The numbers from the first week alone illustrate the scale. In Richmond, a single-day joint operation on March 5th resulted in 120 tickets for use of an electronic device while driving, along with roughly 40 additional offences. More than 6,300 vehicles passed through five enforcement locations that day. An earlier Richmond operation on March 1st yielded another 107 charges. On the North Shore, officers from North Vancouver RCMP, West Vancouver Police, Transit Police, and ICBC issued 44 tickets in just two hours at a single intersection. Thirty-six of those 44 tickets were for electronic device use.

This is happening in communities across BC, from Metro Vancouver to the Interior to the North. If you are driving in BC this month, enforcement is not a possibility. It is a near certainty at some point on some route.

What the Ticket Actually Costs You

The fine printed on your ticket is not the full picture.

A first offence for using an electronic device while driving carries a $368 fine and four penalty points.
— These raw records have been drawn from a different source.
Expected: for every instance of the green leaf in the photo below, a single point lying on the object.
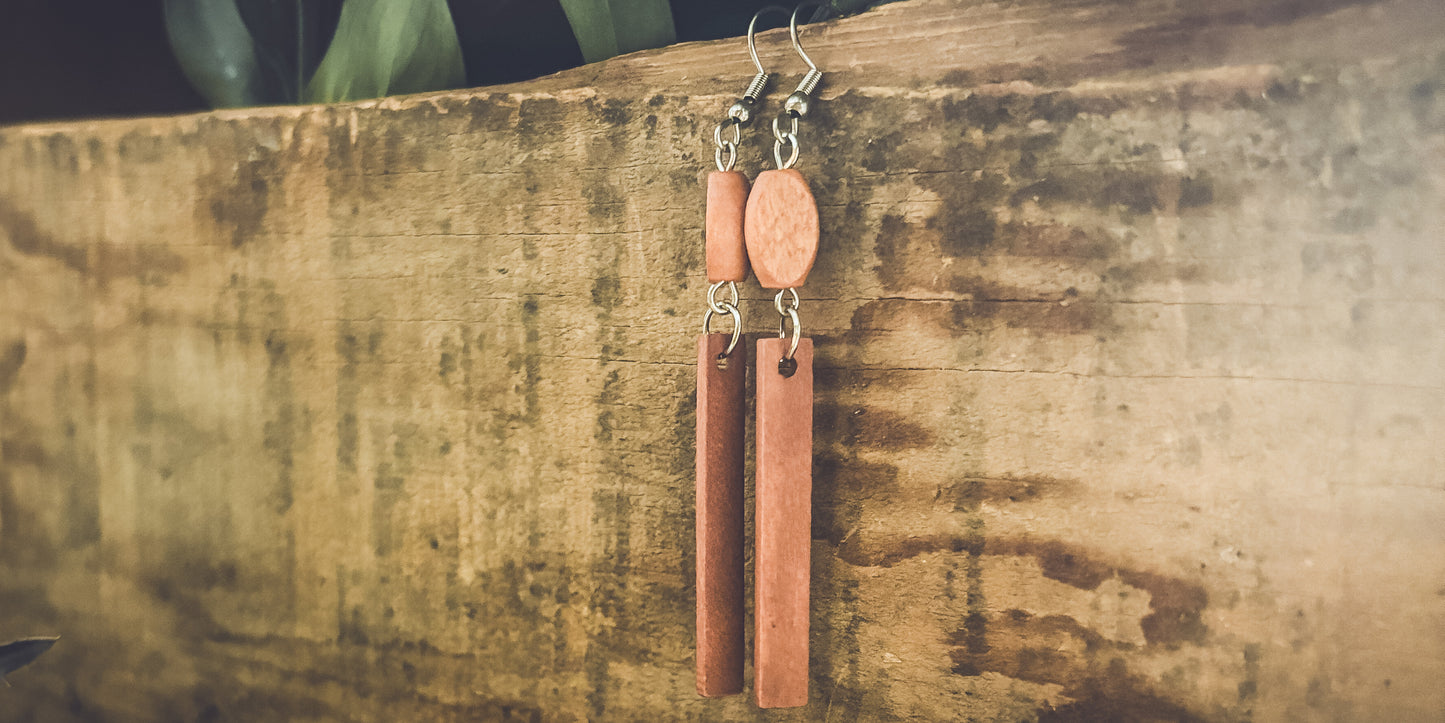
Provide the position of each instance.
(216, 51)
(607, 28)
(389, 48)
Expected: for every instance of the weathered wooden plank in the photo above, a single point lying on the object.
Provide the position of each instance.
(1129, 378)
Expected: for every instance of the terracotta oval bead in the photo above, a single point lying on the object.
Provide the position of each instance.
(727, 253)
(781, 229)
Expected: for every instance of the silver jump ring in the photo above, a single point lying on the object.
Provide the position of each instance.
(792, 155)
(731, 156)
(721, 307)
(778, 301)
(737, 328)
(786, 314)
(730, 146)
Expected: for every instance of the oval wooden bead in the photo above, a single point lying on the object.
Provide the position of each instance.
(781, 229)
(727, 253)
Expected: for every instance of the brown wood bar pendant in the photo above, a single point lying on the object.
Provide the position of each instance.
(783, 525)
(720, 515)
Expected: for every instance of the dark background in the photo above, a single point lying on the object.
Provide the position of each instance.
(84, 58)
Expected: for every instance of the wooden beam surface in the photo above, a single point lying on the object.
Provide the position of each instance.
(1130, 382)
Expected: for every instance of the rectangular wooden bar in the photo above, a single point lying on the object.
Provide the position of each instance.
(783, 525)
(720, 516)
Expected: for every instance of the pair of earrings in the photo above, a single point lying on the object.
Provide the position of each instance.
(769, 229)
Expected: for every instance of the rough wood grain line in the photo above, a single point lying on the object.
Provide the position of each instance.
(781, 229)
(783, 528)
(726, 250)
(721, 425)
(1129, 382)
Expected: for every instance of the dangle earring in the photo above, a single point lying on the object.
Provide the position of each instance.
(781, 230)
(721, 408)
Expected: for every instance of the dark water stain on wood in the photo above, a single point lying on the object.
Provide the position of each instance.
(12, 356)
(870, 427)
(1175, 605)
(1057, 649)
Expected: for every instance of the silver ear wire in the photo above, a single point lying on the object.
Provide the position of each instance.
(740, 113)
(796, 104)
(743, 109)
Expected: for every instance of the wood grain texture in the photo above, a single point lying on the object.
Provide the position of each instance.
(726, 250)
(782, 229)
(721, 430)
(783, 492)
(1129, 382)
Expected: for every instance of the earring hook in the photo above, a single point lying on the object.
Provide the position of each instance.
(792, 31)
(752, 33)
(796, 104)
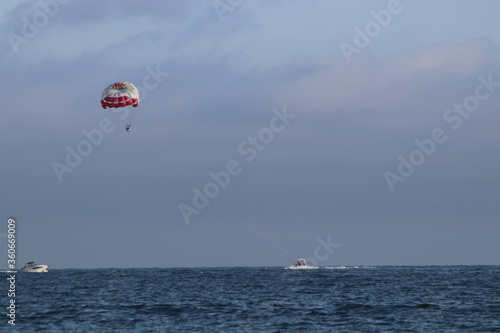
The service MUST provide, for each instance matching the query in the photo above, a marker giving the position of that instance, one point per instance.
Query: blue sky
(321, 154)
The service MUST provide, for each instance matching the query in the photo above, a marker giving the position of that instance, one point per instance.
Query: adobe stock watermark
(248, 149)
(94, 137)
(454, 118)
(322, 251)
(224, 6)
(31, 26)
(363, 37)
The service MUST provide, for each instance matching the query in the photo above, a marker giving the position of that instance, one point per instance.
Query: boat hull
(36, 269)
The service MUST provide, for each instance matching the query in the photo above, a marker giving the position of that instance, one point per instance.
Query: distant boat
(300, 264)
(34, 268)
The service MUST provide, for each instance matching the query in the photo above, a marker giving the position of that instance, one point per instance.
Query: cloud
(389, 83)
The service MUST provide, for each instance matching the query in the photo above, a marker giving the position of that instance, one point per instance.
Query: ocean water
(267, 299)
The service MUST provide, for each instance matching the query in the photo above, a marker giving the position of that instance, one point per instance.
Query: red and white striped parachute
(120, 94)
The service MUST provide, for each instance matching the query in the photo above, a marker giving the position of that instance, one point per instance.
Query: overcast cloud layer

That sounds manageable until you factor in what four penalty points do to your insurance. ICBC applies a high-risk driver penalty point premium on top of your base insurance rate, and that premium compounds with each additional point. For many drivers, the insurance impact of a single cell-phone ticket dwarfs the fine itself.

For repeat offenders, the financial exposure is significantly higher, with penalties reaching up to $2,000 in addition to the insurance consequences.

The four penalty points also sit on your driving record. If you are a new driver, a Learner or a Novice, the consequences are more serious, as the restrictions on those licences are stricter and the tolerance for violations is lower.

What the Police Are Looking For

Electronic device offences under the BC Motor Vehicle Act cover more than holding your phone to your ear. The law prohibits holding or using an electronic device while driving, which includes texting, scrolling, checking a map, or holding the phone in your hand even if you are not actively using it.

Officers are trained to spot device use and are using unmarked vehicles, elevated observation positions, and plainclothes volunteers in some operations. The Richmond enforcement in particular involved traffic monitors positioned to observe drivers before they reached the uniformed officers. By the time you see the police officer, you have often already been identified.

If You Got a Ticket, You Have Options

A cell phone ticket in BC is not a guilty plea. You have the right to dispute it.

The process involves requesting a hearing before a Judicial Justice. At that hearing, the officer must attend and prove the case against you. That is where the scale of March enforcement works in your favour in a way most people do not realize.

When police conduct a month-long province-wide blitz, they issue thousands of tickets. Each of those tickets is a potential court date, typically falling six to nine months after the ticket was issued. An officer who wrote dozens or hundreds of tickets during March will eventually face a court list with multiple hearings scheduled on the same day. Officers do triage. The cases they consider straightforward they will take to trial. The cases that look more complicated, more time-consuming, or harder to prove may get cut when the list gets too long and the day gets too short.

Making your case the difficult one on the list is not dishonest. It is how the process works, and it is a legitimate reason why disputing a ticket from a blitz operation is often worth pursuing.

The financial stakes, particularly when insurance consequences are factored in, often make disputing a ticket worth the effort. The question of whether to dispute, and how to approach it, is one where legal advice is useful.

A Note on the Broader Picture

Police and ICBC are correct that distracted driving is a serious road safety problem. So-called distracted driving is claimed to be a significant contributing factor in injury collisions in BC. The enforcement emphasis is real.

That does not mean every cell ticket issued this month was issued correctly, that every observation was accurate, or that every driver ticketed was actually doing what they are alleged to have done. Enforcement blitzes produce volume. Volume produces errors. If you received a ticket this month and you do not believe it accurately reflects what happened, you have the right to say so in a hearing.